We went out to Ben and Jerry's for an ice cream cone this afternoon (and not to bitch, but my daughter ordered a kid-sized cone and I ordered a medium-sized cone and her's was twice the size of mine. But I felt childish going back into the store and whining, "you gave my daughter more than me. That's not faaaaaaaaaaaaaaaaaaaair."). My son likes ice cream and picks at it very neatly (always in a cup). My daughter loves ice cream, loves getting it on her face and hands, loves narrating the entire cone experience.
Afterwards, I was not letting her back in the car in her sticky little dress so I had her stand on her chair while I took off her clothes and searched the diaper bag for a clean shirt. "I'm naked," she exclaimed to everyone walking past. "I'm a naked Tallulah bird." Which is a reference to one of her favourite Maisy books where her friend, Tallulah, enters her house, runs up her stairs, strips, and jumps into the bathtub. It's an amusing tale that child and adult can enjoy on so many different levels.
She danced on the chair telling one and all, "it's nice to be naked. I'm naked. Mommy, get naked." I explained to her that once you're old, no one wants to see you naked in public. And it's actually a crime. Which I know because police once came when I was sunbathing topless up in my old state of Massachusetts.

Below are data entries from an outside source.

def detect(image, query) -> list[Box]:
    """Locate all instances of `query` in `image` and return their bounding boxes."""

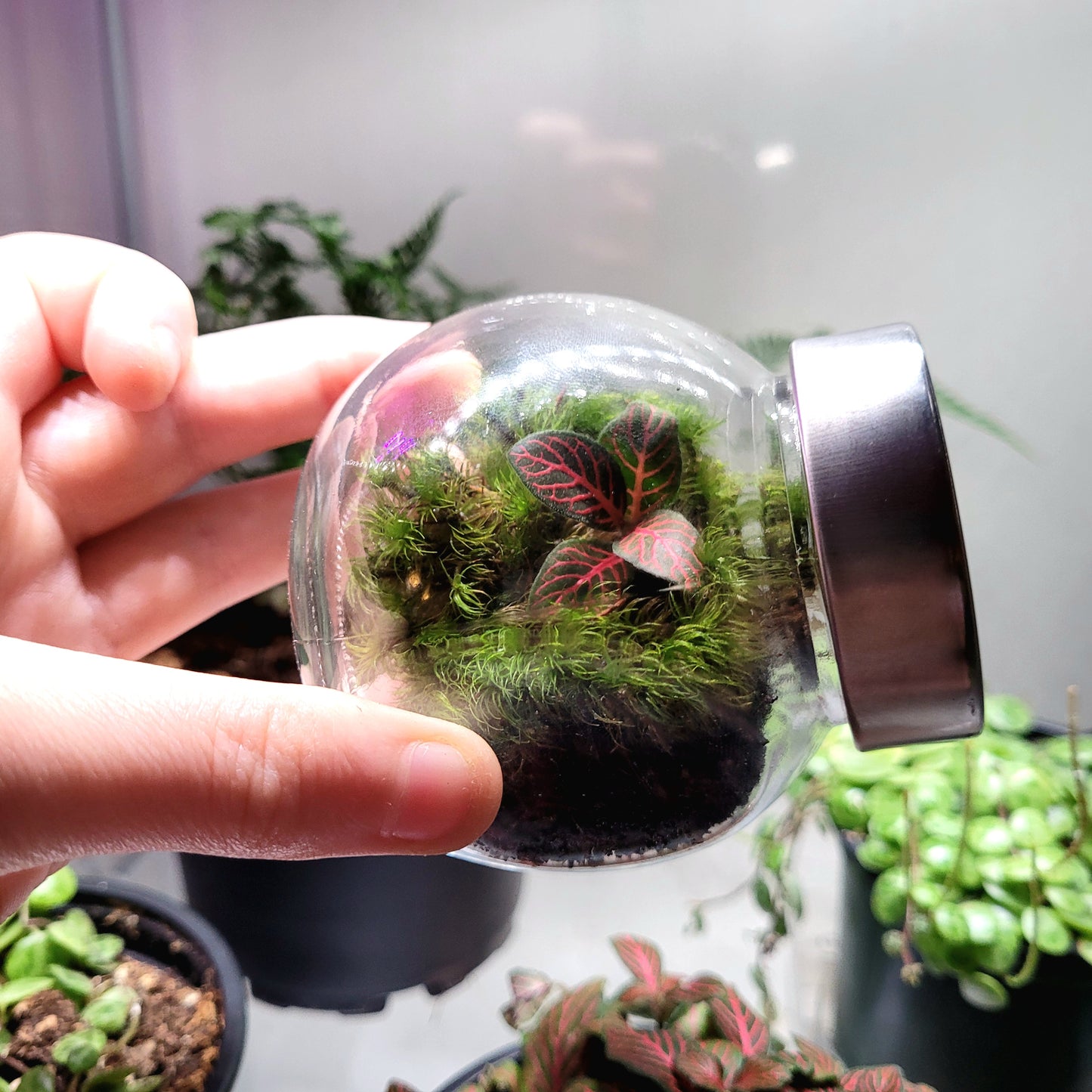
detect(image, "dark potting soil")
[0,959,224,1092]
[477,694,768,865]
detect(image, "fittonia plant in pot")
[290,295,981,866]
[388,936,933,1092]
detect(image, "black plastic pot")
[182,854,522,1013]
[72,877,247,1092]
[834,844,1092,1092]
[436,1043,523,1092]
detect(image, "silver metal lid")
[790,326,983,750]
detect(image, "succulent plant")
[388,936,930,1092]
[753,697,1092,1009]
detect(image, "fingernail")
[382,743,474,842]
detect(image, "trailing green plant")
[738,697,1092,1009]
[0,868,162,1092]
[388,936,930,1092]
[191,194,500,473]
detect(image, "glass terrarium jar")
[289,295,982,866]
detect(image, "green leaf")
[967,815,1013,856]
[52,1028,106,1073]
[82,933,125,974]
[855,837,902,873]
[984,694,1035,736]
[79,1066,137,1092]
[46,908,97,963]
[3,930,54,979]
[871,868,910,925]
[959,971,1009,1013]
[0,975,54,1022]
[83,986,138,1035]
[1009,808,1053,849]
[49,963,95,1008]
[1020,906,1073,955]
[27,865,79,916]
[523,979,603,1092]
[599,402,682,526]
[0,917,27,952]
[827,784,868,831]
[19,1066,56,1092]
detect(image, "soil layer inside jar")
[477,694,766,865]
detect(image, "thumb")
[0,638,500,873]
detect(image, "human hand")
[0,235,500,920]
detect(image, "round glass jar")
[289,295,981,867]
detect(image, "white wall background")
[125,0,1092,716]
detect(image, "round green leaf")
[856,837,902,873]
[827,784,868,830]
[933,902,971,948]
[1020,906,1073,955]
[984,694,1034,735]
[27,865,79,916]
[1043,884,1092,935]
[83,986,138,1035]
[1001,766,1062,812]
[52,1028,106,1073]
[1043,857,1092,891]
[1009,808,1053,849]
[921,839,957,880]
[967,815,1013,856]
[959,971,1009,1013]
[959,899,997,945]
[3,930,54,979]
[871,868,910,925]
[910,880,945,910]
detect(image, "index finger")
[0,231,198,414]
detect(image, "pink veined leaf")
[611,936,663,989]
[603,1020,687,1092]
[508,432,626,531]
[842,1066,905,1092]
[675,1045,725,1092]
[599,402,682,526]
[530,538,633,606]
[790,1035,845,1083]
[523,979,603,1092]
[709,987,770,1057]
[614,511,701,591]
[732,1053,793,1092]
[501,971,554,1031]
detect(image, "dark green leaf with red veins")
[842,1066,905,1092]
[675,1045,725,1092]
[603,1020,687,1092]
[709,986,770,1057]
[508,432,626,531]
[732,1053,793,1092]
[501,971,554,1031]
[599,402,682,526]
[523,979,603,1092]
[790,1036,845,1084]
[611,936,663,989]
[528,538,633,606]
[701,1038,746,1084]
[614,512,701,591]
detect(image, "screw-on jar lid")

We're finally ready to leave, with my daughter dressed in one of her brother's shirts and no pants (which she also has to call out to everyone as we walk past--"no pants! I'm not wearing pants!"), we had to walk past a couple about our age sitting at an outdoor table at a nearby restaurant. The woman watched us walking towards her, with my daughter chirping loudly about her pantslessness. She watched us for the entire walk to our car, not speaking to her husband. I tried to shake my wrist a bit, show her the pomegranate-coloured string, but I'm sure she just thought I had a nervous twitch. Regardless, she wasn't watching me. She was watching my kids.
And then we got into the car and I saw her bring her head close in to her husband's forehead. And she started to cry. And I felt like ass even though (1) I had been there and knew how she felt, (2) I was back in that infertile space again, and (3) I cannot hide my kids waiting for the entire world to not be infertile.
Brad Pitt (this is becoming quite the celebrity site) recently said that he wasn't going to marry Angelina Jolie until everyone had the same right to marriage. And I would love to say something similar. I'm not going to bring my kids out in public until every stirrup queen has access to fertility treatments or adoption. But even having access isn't enough. Having access doesn't mean the problem is solved. It just means the financial headache goes away. It still isn't a guarantee that the path you want will be available to you.
I am pretty sensitive about parading my children. Back when we went to synagogue, there was a portion in the service when they invited all the kids to go onto the stage and sing the prayer. One or two kids would actually sing the prayer. About twenty toddlers would run around on the stage, crashing into each other. And then a handful of mothers would bring their infants to the stage and hold them like trophies. Like they had just won the U.S. Open (and believe me, there was a big part of me wishing the kids' heads would fall off like the top of the trophy did for Maria Sharapova. Made me feel great being that petty in synagogue).
And I promised my husband I would never be one of those women bringing up their child who obviously couldn't participate. Those women brought up their kids to show them off. And I promised I would never treat my kids like that. We never parade them or bring them to events just to show them off. There are other people in our life who would like us to do this, but I won't allow it because I know how it feels to watch a mother parade her kids. And it makes you feel like shit. And you never know who is around and what they're going through. And I'm just not going to make someone feel like that on purpose. If we bring them to something, it is either because it's for them or because we need to take them because we're going ourselves.
But what do you do with the fact that even if you don't parade your kids, you end up making a woman having dinner with her husband feel like crap just by walking past? Which was the whole point of the pomegranate-coloured string. Except unless you read this blog or someone who has posted it on their blog or had a friend tell you about it, you don't know what the string represents.
Which is my question: how do we get the word out there? A newspaper article? A forwarded email? Because the reality is that there is an entire world of stirrup queens who are not going to a clinic or reading blogs or visiting bulletin boards. So while it needs to go out through infertile venues such as bulletin boards, clinics and organizations, it also needs to get out there to the general population. Which is where someone like today's woman exists. Perhaps not yet part of the openly diagnosed infertile world, but hurting nonetheless when a pantsless girl walks by her.